Glossary

Key terms used throughout this book, organized alphabetically. Chapter references indicate where each concept is first introduced or primarily developed.

A-Optimal Design: Experimental design that minimizes the average variance of parameter estimates, i.e., \(\text{tr}(\mathcal{I}^{-1})\). Contrasts with D-optimal (volume) and E-optimal (worst-case). See 3.2 Measurement of User Preference Vector.
Acquisition Function: A function that quantifies the value of querying a particular item or pair, balancing information gain against expected reward. Used in active learning, Bayesian optimization, and dueling bandits. See 4.3 Thompson Sampling under Linear Objective.

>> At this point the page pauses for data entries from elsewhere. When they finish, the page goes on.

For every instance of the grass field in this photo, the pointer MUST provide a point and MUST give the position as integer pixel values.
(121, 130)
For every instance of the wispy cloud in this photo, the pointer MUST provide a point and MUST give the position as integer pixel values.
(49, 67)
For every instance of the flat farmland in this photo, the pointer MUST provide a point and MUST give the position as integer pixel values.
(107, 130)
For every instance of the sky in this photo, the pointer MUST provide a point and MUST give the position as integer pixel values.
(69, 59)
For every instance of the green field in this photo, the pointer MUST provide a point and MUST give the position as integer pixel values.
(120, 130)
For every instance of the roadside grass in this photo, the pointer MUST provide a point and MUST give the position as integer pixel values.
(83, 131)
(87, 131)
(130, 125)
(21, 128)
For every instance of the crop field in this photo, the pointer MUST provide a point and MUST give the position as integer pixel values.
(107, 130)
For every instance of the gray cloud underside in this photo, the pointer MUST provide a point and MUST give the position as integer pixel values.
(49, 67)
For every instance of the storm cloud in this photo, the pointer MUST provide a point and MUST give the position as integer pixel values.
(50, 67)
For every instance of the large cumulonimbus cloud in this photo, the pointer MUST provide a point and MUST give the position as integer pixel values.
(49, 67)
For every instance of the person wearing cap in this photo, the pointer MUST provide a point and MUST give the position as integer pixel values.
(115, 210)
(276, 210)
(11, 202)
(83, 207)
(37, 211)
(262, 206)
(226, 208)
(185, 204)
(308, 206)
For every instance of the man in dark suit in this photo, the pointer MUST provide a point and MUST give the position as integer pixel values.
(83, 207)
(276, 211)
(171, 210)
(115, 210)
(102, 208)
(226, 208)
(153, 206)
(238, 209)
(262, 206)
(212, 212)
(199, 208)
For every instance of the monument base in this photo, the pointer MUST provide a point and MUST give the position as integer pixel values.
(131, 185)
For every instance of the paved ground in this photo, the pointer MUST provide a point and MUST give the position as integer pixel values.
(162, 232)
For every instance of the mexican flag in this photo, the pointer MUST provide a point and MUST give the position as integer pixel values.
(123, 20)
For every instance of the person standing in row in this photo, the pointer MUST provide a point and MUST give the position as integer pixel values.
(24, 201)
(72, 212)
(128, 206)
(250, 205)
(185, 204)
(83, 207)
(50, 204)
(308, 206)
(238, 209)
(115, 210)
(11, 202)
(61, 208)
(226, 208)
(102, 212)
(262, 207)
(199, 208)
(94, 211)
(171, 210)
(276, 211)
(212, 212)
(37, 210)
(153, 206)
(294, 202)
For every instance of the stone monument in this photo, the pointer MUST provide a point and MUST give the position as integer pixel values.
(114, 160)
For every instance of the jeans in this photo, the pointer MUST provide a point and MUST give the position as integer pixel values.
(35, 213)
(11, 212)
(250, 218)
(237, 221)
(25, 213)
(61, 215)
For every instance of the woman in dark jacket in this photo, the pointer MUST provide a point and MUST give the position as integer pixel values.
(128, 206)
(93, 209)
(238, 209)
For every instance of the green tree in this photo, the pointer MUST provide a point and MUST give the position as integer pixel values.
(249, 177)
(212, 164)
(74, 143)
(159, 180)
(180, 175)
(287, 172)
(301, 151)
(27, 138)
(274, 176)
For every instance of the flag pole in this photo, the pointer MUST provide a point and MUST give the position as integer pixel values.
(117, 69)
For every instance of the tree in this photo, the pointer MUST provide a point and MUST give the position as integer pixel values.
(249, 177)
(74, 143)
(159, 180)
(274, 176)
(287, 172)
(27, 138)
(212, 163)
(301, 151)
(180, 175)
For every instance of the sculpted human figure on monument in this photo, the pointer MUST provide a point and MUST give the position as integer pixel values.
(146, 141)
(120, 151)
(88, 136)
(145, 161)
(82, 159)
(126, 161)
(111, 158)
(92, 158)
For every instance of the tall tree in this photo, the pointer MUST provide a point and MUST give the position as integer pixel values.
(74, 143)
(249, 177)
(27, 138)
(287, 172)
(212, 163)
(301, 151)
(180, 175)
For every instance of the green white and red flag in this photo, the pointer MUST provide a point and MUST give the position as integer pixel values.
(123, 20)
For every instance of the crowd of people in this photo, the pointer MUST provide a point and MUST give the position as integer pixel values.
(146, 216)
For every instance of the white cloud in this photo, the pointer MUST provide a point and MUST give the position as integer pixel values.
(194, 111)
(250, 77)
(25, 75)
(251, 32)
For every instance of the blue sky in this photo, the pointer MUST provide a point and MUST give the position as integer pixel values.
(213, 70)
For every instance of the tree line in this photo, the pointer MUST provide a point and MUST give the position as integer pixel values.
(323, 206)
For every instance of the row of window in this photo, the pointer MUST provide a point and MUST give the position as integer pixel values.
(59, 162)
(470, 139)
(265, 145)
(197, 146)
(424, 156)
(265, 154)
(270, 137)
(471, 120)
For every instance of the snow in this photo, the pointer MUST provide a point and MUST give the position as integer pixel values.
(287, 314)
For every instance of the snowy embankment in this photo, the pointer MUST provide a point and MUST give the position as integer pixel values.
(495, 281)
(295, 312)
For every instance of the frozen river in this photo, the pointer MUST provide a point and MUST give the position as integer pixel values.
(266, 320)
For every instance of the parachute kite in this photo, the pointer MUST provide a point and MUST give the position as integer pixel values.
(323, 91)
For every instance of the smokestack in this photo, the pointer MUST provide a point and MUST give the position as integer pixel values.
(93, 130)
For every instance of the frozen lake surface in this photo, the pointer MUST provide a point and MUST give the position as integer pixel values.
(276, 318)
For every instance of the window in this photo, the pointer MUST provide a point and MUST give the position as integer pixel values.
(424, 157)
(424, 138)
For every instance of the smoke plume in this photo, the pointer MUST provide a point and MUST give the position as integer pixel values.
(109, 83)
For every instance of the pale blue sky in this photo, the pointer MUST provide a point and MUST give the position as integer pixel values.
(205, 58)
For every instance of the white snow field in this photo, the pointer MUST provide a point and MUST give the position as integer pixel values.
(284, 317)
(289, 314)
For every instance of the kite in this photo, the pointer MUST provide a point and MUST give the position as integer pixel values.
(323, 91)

Active Learning: A paradigm where the learner adaptively selects which queries to pose (e.g., which items to compare) to maximize information gain, rather than passively receiving data. See 3.2 Measurement of User Preference Vector.
Arrow’s Impossibility Theorem: A foundational result in social choice theory: no social welfare function over three or more alternatives can simultaneously satisfy unanimity, independence of irrelevant alternatives, and non-dictatorship. See 5.2 Social Choice Theory.
Bayesian Inference: A statistical framework that combines prior beliefs \(p(\theta)\) with observed data via Bayes’ rule to obtain a posterior distribution \(p(\theta \mid \mathcal{D})\), enabling uncertainty quantification over model parameters. See 2.4 Bayesian Inference.
Borda Count: A positional voting rule where each voter assigns points based on rank position (highest-ranked gets \(m-1\) points, next gets \(m-2\), etc.). The alternative with the most total points wins. Violates IIA but satisfies other desirable properties. See 5.2 Social Choice Theory.
Bradley-Terry Model: A pairwise comparison model where the probability that item \(j\) beats item \(k\) is \(p(j \succ k) = \sigma(V_j - V_k)\), with \(\sigma\) the logistic function. Equivalent to random utility with i.i.d. Gumbel noise. See 1.6.2 Connecting Rasch to Bradley-Terry.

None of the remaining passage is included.